Eu não poderia começar a falar de Santa Teresa sem antes contar um pouco da história de seu filho mais ilustre: Augusto Ruschi. Talvez você nunca tenha ouvido falar dele. Principalmente se você não for capixaba. Mas Santa Teresa não seria nem metade do que é hoje se não fosse o legado que esse homem deixou para a cidade.

Veja bem. Eu estou sendo beeeem modesto ao restringir o legado de Augusto Ruschi à Santa Teresa. Na verdade, o legado dele não tem fronteira. É um presente que ele deixou para mim, para você, para Santa Teresa, para o Espírito Santo, para o Brasil e para o mundo. E por isso a memória de Augusto Ruschi deveria ser preservada em toda a parte, não só na sua cidade natal.

Mas que legado é esse? Você deve estar se perguntando. Eu respondo: um dos maiores acervos de imagem da fauna e flora brasileiras, constituído de 50.000 slides; 450 trabalhos e 22 livros na área de biologia (os mais famosos são Aves do Brasil vol. I e II, Beija Flores do Espírito Santo, Beija flores do Brasil vol. I e II, Fitogeografia do Estado do Espírito Santo, Orquídeas do Espírito Santo e Agroecologia); 2 instituições científicas – o Museu de Biologia Professor Mello Leitão, em Santa Teresa, e a Estação de Biologia Marinha Ruschi, em Aracruz-ES; 1 fundação – a Fundação Brasileira de Conservação da Natureza;  a criação de várias reservas naturais, entre as quais se destaca o Parque Nacional do Caparaó, e a preservação de muitas outras, como a Reserva de Comboios, em Linhares-ES; e um dos maiores acervos de informações existentes sobre a Mata Atlântica. E isso é só um resumo.

Aves do Brasil

Não por acaso Augusto Ruschi foi considerado o patrono da ecologia no Brasil. Seu nome foi dado à medalha que a Academia Brasileira de Ciência entrega a cada 4 anos no Prêmio da Ecologia Nacional. E seu rosto estampou a antiga nota de 500 cruzados novos entre os anos de 1989 e 1990, junto com a figura de um colibri.
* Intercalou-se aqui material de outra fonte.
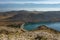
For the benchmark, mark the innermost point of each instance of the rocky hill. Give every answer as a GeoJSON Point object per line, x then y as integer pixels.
{"type": "Point", "coordinates": [42, 33]}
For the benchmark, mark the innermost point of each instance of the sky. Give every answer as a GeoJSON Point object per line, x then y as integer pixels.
{"type": "Point", "coordinates": [31, 5]}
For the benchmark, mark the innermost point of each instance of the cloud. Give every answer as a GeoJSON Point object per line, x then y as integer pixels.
{"type": "Point", "coordinates": [30, 9]}
{"type": "Point", "coordinates": [28, 2]}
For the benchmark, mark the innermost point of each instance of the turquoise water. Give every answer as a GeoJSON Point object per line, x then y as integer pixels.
{"type": "Point", "coordinates": [33, 26]}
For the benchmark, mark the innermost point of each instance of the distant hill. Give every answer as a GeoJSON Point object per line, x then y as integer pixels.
{"type": "Point", "coordinates": [30, 16]}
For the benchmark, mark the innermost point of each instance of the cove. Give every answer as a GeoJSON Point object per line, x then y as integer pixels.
{"type": "Point", "coordinates": [32, 26]}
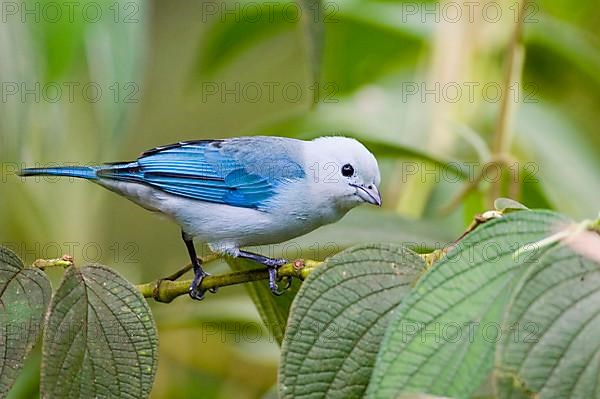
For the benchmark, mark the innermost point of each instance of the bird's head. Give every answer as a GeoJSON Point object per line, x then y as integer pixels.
{"type": "Point", "coordinates": [345, 171]}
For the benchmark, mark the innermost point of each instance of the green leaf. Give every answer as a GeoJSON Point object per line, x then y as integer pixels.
{"type": "Point", "coordinates": [100, 338]}
{"type": "Point", "coordinates": [24, 296]}
{"type": "Point", "coordinates": [239, 30]}
{"type": "Point", "coordinates": [338, 320]}
{"type": "Point", "coordinates": [444, 335]}
{"type": "Point", "coordinates": [570, 183]}
{"type": "Point", "coordinates": [273, 310]}
{"type": "Point", "coordinates": [553, 348]}
{"type": "Point", "coordinates": [312, 27]}
{"type": "Point", "coordinates": [506, 205]}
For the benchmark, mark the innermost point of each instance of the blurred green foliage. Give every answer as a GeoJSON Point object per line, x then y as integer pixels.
{"type": "Point", "coordinates": [149, 73]}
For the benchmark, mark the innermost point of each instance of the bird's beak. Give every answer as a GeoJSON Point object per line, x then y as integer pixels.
{"type": "Point", "coordinates": [368, 194]}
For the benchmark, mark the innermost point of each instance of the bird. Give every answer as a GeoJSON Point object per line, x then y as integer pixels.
{"type": "Point", "coordinates": [239, 192]}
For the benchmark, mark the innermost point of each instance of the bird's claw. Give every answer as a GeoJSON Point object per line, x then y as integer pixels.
{"type": "Point", "coordinates": [272, 268]}
{"type": "Point", "coordinates": [195, 291]}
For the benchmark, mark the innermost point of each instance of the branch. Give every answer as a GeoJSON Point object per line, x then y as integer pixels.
{"type": "Point", "coordinates": [163, 290]}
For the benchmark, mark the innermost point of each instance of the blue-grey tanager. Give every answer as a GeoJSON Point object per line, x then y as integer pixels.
{"type": "Point", "coordinates": [243, 191]}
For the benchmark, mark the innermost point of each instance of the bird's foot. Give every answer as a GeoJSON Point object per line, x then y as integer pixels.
{"type": "Point", "coordinates": [195, 291]}
{"type": "Point", "coordinates": [272, 266]}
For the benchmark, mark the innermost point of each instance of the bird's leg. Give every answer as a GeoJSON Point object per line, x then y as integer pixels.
{"type": "Point", "coordinates": [195, 291]}
{"type": "Point", "coordinates": [272, 266]}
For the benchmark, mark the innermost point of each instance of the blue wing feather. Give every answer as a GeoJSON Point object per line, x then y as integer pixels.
{"type": "Point", "coordinates": [244, 172]}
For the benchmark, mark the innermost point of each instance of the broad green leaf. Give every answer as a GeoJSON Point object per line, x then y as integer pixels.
{"type": "Point", "coordinates": [552, 349]}
{"type": "Point", "coordinates": [273, 310]}
{"type": "Point", "coordinates": [444, 334]}
{"type": "Point", "coordinates": [338, 320]}
{"type": "Point", "coordinates": [99, 339]}
{"type": "Point", "coordinates": [24, 296]}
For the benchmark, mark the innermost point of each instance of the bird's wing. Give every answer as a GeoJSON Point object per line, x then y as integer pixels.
{"type": "Point", "coordinates": [242, 172]}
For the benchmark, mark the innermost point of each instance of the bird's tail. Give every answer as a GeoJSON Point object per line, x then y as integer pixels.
{"type": "Point", "coordinates": [82, 172]}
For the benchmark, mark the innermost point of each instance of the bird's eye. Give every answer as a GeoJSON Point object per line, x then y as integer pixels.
{"type": "Point", "coordinates": [347, 170]}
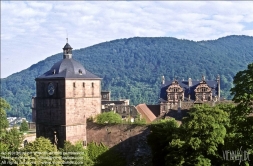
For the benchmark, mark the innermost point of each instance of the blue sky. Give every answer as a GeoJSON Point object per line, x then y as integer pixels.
{"type": "Point", "coordinates": [34, 30]}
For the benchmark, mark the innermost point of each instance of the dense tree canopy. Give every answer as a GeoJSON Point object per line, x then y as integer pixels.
{"type": "Point", "coordinates": [108, 118]}
{"type": "Point", "coordinates": [24, 126]}
{"type": "Point", "coordinates": [132, 68]}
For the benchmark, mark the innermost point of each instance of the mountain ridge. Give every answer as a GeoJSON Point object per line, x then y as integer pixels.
{"type": "Point", "coordinates": [132, 68]}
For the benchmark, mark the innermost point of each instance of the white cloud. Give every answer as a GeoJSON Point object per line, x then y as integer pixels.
{"type": "Point", "coordinates": [40, 28]}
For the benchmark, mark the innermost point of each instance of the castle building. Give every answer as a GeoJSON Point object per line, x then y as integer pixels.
{"type": "Point", "coordinates": [66, 95]}
{"type": "Point", "coordinates": [174, 92]}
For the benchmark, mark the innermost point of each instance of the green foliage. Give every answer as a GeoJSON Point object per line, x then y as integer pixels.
{"type": "Point", "coordinates": [78, 158]}
{"type": "Point", "coordinates": [41, 152]}
{"type": "Point", "coordinates": [132, 68]}
{"type": "Point", "coordinates": [197, 141]}
{"type": "Point", "coordinates": [162, 133]}
{"type": "Point", "coordinates": [108, 118]}
{"type": "Point", "coordinates": [139, 121]}
{"type": "Point", "coordinates": [3, 119]}
{"type": "Point", "coordinates": [95, 150]}
{"type": "Point", "coordinates": [241, 118]}
{"type": "Point", "coordinates": [102, 155]}
{"type": "Point", "coordinates": [24, 126]}
{"type": "Point", "coordinates": [12, 139]}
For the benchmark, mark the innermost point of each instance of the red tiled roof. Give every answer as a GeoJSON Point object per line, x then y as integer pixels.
{"type": "Point", "coordinates": [146, 113]}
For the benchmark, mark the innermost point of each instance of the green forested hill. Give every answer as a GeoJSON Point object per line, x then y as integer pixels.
{"type": "Point", "coordinates": [132, 68]}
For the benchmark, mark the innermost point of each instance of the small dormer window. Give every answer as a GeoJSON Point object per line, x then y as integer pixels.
{"type": "Point", "coordinates": [80, 71]}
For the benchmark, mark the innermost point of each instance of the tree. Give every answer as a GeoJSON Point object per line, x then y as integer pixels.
{"type": "Point", "coordinates": [241, 118]}
{"type": "Point", "coordinates": [108, 117]}
{"type": "Point", "coordinates": [81, 155]}
{"type": "Point", "coordinates": [40, 152]}
{"type": "Point", "coordinates": [203, 133]}
{"type": "Point", "coordinates": [24, 126]}
{"type": "Point", "coordinates": [3, 119]}
{"type": "Point", "coordinates": [198, 141]}
{"type": "Point", "coordinates": [161, 134]}
{"type": "Point", "coordinates": [102, 155]}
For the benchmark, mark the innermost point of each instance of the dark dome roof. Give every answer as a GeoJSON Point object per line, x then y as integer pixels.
{"type": "Point", "coordinates": [68, 68]}
{"type": "Point", "coordinates": [67, 46]}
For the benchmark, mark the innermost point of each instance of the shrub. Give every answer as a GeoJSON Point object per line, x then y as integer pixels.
{"type": "Point", "coordinates": [109, 117]}
{"type": "Point", "coordinates": [24, 126]}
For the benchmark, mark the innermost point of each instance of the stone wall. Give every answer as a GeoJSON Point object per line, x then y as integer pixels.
{"type": "Point", "coordinates": [129, 140]}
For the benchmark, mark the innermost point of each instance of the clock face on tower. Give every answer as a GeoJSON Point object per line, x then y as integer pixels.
{"type": "Point", "coordinates": [50, 88]}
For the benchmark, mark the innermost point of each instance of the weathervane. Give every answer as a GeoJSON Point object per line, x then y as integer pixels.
{"type": "Point", "coordinates": [67, 35]}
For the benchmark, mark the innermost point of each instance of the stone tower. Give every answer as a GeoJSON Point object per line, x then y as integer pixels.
{"type": "Point", "coordinates": [66, 95]}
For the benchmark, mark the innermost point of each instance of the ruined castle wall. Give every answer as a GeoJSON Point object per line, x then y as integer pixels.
{"type": "Point", "coordinates": [112, 135]}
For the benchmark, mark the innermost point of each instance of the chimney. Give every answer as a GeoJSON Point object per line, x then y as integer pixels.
{"type": "Point", "coordinates": [189, 82]}
{"type": "Point", "coordinates": [218, 81]}
{"type": "Point", "coordinates": [163, 80]}
{"type": "Point", "coordinates": [203, 78]}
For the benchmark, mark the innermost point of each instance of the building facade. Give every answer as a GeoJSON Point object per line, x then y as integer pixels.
{"type": "Point", "coordinates": [66, 95]}
{"type": "Point", "coordinates": [174, 92]}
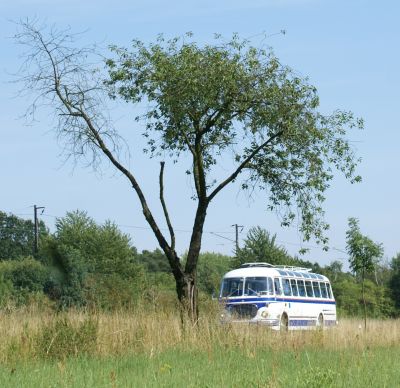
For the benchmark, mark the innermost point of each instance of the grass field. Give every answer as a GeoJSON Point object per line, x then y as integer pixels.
{"type": "Point", "coordinates": [154, 350]}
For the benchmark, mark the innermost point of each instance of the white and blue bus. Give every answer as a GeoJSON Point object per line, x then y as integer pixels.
{"type": "Point", "coordinates": [282, 297]}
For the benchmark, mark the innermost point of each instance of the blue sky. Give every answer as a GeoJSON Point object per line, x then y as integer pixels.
{"type": "Point", "coordinates": [348, 49]}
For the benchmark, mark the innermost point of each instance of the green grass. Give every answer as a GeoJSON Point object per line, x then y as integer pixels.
{"type": "Point", "coordinates": [231, 367]}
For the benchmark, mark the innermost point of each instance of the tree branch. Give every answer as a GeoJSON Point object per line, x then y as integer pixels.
{"type": "Point", "coordinates": [170, 228]}
{"type": "Point", "coordinates": [242, 166]}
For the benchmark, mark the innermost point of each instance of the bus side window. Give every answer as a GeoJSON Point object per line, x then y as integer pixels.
{"type": "Point", "coordinates": [324, 292]}
{"type": "Point", "coordinates": [294, 287]}
{"type": "Point", "coordinates": [302, 288]}
{"type": "Point", "coordinates": [309, 289]}
{"type": "Point", "coordinates": [317, 291]}
{"type": "Point", "coordinates": [277, 286]}
{"type": "Point", "coordinates": [270, 286]}
{"type": "Point", "coordinates": [328, 287]}
{"type": "Point", "coordinates": [286, 287]}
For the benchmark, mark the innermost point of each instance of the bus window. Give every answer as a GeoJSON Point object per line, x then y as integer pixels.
{"type": "Point", "coordinates": [309, 289]}
{"type": "Point", "coordinates": [317, 291]}
{"type": "Point", "coordinates": [277, 286]}
{"type": "Point", "coordinates": [328, 288]}
{"type": "Point", "coordinates": [324, 292]}
{"type": "Point", "coordinates": [302, 288]}
{"type": "Point", "coordinates": [270, 286]}
{"type": "Point", "coordinates": [286, 287]}
{"type": "Point", "coordinates": [232, 287]}
{"type": "Point", "coordinates": [256, 286]}
{"type": "Point", "coordinates": [294, 287]}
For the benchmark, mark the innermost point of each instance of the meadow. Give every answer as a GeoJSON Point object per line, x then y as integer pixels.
{"type": "Point", "coordinates": [142, 348]}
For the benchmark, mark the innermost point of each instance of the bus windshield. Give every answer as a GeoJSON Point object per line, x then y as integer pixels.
{"type": "Point", "coordinates": [232, 287]}
{"type": "Point", "coordinates": [258, 286]}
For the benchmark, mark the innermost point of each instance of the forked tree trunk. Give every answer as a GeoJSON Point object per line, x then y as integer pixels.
{"type": "Point", "coordinates": [187, 292]}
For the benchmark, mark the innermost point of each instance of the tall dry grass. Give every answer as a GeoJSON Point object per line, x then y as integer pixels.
{"type": "Point", "coordinates": [152, 332]}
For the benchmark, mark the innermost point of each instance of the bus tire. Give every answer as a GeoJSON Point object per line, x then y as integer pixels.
{"type": "Point", "coordinates": [320, 322]}
{"type": "Point", "coordinates": [284, 322]}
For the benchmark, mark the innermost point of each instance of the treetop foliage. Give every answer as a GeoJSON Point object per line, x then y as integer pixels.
{"type": "Point", "coordinates": [236, 99]}
{"type": "Point", "coordinates": [363, 252]}
{"type": "Point", "coordinates": [17, 236]}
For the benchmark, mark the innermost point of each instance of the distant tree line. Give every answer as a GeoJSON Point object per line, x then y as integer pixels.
{"type": "Point", "coordinates": [87, 265]}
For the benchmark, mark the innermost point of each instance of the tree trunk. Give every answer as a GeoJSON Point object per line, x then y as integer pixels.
{"type": "Point", "coordinates": [187, 292]}
{"type": "Point", "coordinates": [364, 302]}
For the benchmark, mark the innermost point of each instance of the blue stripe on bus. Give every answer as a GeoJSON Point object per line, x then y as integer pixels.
{"type": "Point", "coordinates": [249, 300]}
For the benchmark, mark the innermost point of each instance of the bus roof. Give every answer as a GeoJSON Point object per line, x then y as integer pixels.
{"type": "Point", "coordinates": [266, 269]}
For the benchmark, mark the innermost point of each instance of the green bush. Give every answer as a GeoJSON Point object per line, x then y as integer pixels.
{"type": "Point", "coordinates": [26, 274]}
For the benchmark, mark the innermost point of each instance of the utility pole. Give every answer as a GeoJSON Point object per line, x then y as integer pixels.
{"type": "Point", "coordinates": [237, 235]}
{"type": "Point", "coordinates": [36, 221]}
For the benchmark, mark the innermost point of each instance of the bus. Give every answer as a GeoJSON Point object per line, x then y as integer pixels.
{"type": "Point", "coordinates": [281, 297]}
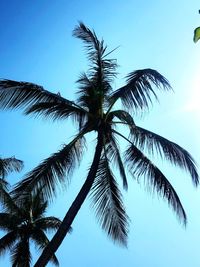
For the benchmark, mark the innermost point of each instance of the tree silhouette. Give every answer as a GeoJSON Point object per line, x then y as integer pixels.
{"type": "Point", "coordinates": [96, 111]}
{"type": "Point", "coordinates": [23, 222]}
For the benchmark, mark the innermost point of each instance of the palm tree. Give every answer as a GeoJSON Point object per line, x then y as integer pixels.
{"type": "Point", "coordinates": [7, 165]}
{"type": "Point", "coordinates": [24, 221]}
{"type": "Point", "coordinates": [95, 111]}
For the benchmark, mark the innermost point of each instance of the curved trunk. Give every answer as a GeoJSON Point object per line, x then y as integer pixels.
{"type": "Point", "coordinates": [57, 239]}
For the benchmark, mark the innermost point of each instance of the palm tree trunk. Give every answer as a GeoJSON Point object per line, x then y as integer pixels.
{"type": "Point", "coordinates": [57, 239]}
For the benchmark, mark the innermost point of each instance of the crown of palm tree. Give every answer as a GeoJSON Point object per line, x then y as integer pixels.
{"type": "Point", "coordinates": [95, 111]}
{"type": "Point", "coordinates": [24, 221]}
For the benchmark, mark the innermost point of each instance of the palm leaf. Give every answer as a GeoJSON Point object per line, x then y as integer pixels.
{"type": "Point", "coordinates": [7, 241]}
{"type": "Point", "coordinates": [178, 156]}
{"type": "Point", "coordinates": [53, 170]}
{"type": "Point", "coordinates": [113, 153]}
{"type": "Point", "coordinates": [196, 35]}
{"type": "Point", "coordinates": [21, 256]}
{"type": "Point", "coordinates": [138, 92]}
{"type": "Point", "coordinates": [8, 165]}
{"type": "Point", "coordinates": [48, 223]}
{"type": "Point", "coordinates": [124, 117]}
{"type": "Point", "coordinates": [141, 166]}
{"type": "Point", "coordinates": [102, 70]}
{"type": "Point", "coordinates": [108, 204]}
{"type": "Point", "coordinates": [39, 237]}
{"type": "Point", "coordinates": [15, 94]}
{"type": "Point", "coordinates": [58, 111]}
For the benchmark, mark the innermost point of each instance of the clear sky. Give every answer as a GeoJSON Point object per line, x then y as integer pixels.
{"type": "Point", "coordinates": [36, 46]}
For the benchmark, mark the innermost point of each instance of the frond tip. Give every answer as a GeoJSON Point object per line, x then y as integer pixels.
{"type": "Point", "coordinates": [141, 166]}
{"type": "Point", "coordinates": [138, 92]}
{"type": "Point", "coordinates": [108, 204]}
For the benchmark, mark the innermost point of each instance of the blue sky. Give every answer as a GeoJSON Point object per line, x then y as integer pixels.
{"type": "Point", "coordinates": [37, 46]}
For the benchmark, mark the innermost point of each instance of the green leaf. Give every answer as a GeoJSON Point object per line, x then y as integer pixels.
{"type": "Point", "coordinates": [196, 34]}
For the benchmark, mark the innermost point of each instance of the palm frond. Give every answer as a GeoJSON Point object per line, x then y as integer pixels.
{"type": "Point", "coordinates": [141, 166]}
{"type": "Point", "coordinates": [8, 203]}
{"type": "Point", "coordinates": [58, 111]}
{"type": "Point", "coordinates": [124, 117]}
{"type": "Point", "coordinates": [7, 241]}
{"type": "Point", "coordinates": [48, 223]}
{"type": "Point", "coordinates": [108, 204]}
{"type": "Point", "coordinates": [178, 156]}
{"type": "Point", "coordinates": [21, 255]}
{"type": "Point", "coordinates": [14, 95]}
{"type": "Point", "coordinates": [138, 92]}
{"type": "Point", "coordinates": [39, 237]}
{"type": "Point", "coordinates": [53, 170]}
{"type": "Point", "coordinates": [102, 70]}
{"type": "Point", "coordinates": [113, 153]}
{"type": "Point", "coordinates": [8, 165]}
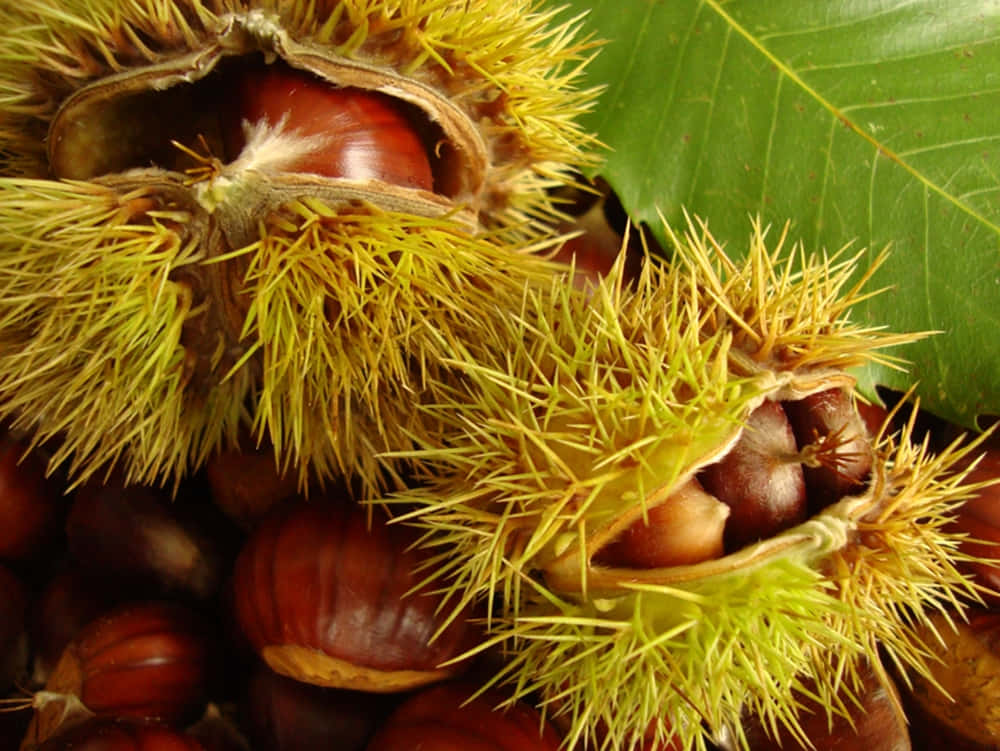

Foto: Banco Central (divulgação)

Foto: Banco Central (divulgação)

E por falar em colibri, taí a verdadeira paixão de Augusto Ruschi: os colibris. Foi por causa deles que, após uma curta temporada no Rio de Janeiro, em que trabalhou para o Museu Nacional e o Jardim Botânico, resolveu voltar para sua terra natal. Em Santa Teresa, Ruschi se dedicou ao levantamento de dados científicos sobre a vida dos colibris, produzindo um conjunto de trabalhos sem precedentes no Brasil (como os livros Beija Flores do Espírito Santo Beija flores do Brasil vol. I e II). Foi o primeiro no mundo a reproduzi-los em cativeiro e a domesticá-los, transformando-se na maior referência mundial sobre o assunto. Sabe aquela garrafinha com água e açúcar que a gente coloca na varanda das casas para atrair beija-flor? Pois então. Foi invenção dele.

É por isso que você quase sempre vai ver a imagem de Ruschi associada à de um beija-flor. Essa foto, por exemplo, virou um clássico, a sua marca registrada:

Augusto Ruschi

Não fosse o interesse de Augusto Ruschi pelos beija-flores e a sua constante luta pela preservação dessas aves, Santa Teresa não seria hoje a “Doce Terra dos Colibris” (lema oficial da cidade), considerada um dos melhores lugares do mundo para a prática do bird-watching. Está aí a maior concentração de beija-flores por quilômetro quadrado do planeta.

Ir à Santa Teresa e não ver beija-flor é praticamente impossível. Bem mais fácil é ir à Roma e não ver o Papa. 😉

Augusto Ruschi

Foi o amor de Ruschi pelos colibris que o levou a se envolver na célebre briga com o Governador do Espírito Santo, Élcio Álvares, em defesa da Estação Biológica Santa Lúcia. O lugar é um reduto de mata atlântica virgem com uma das maiores diversidades de flora epífita do mundo e freqüentada por inúmeras espécies de beija-flor. Alheio a isso, o Governo do Estado baixou um decreto em 1977 desapropriando a área para instalar uma fábrica de palmitos. O.O

Em uma visita dos fiscais do governo, Ruschi os recebeu com uma espingarda na mão, esbravejando: “Aqui não. Se passar daí, ficam definitivamente no chão. Em defesa da natureza eu sou capaz de matar ou morrer”. O caso ganhou grande repercussão na imprensa nacional e internacional e, após a comoção gerada, o Governador voltou atrás. A Estação continua lá intacta, compondo os quase 40% de cobertura vegetal nativa da cidade de Santa Teresa.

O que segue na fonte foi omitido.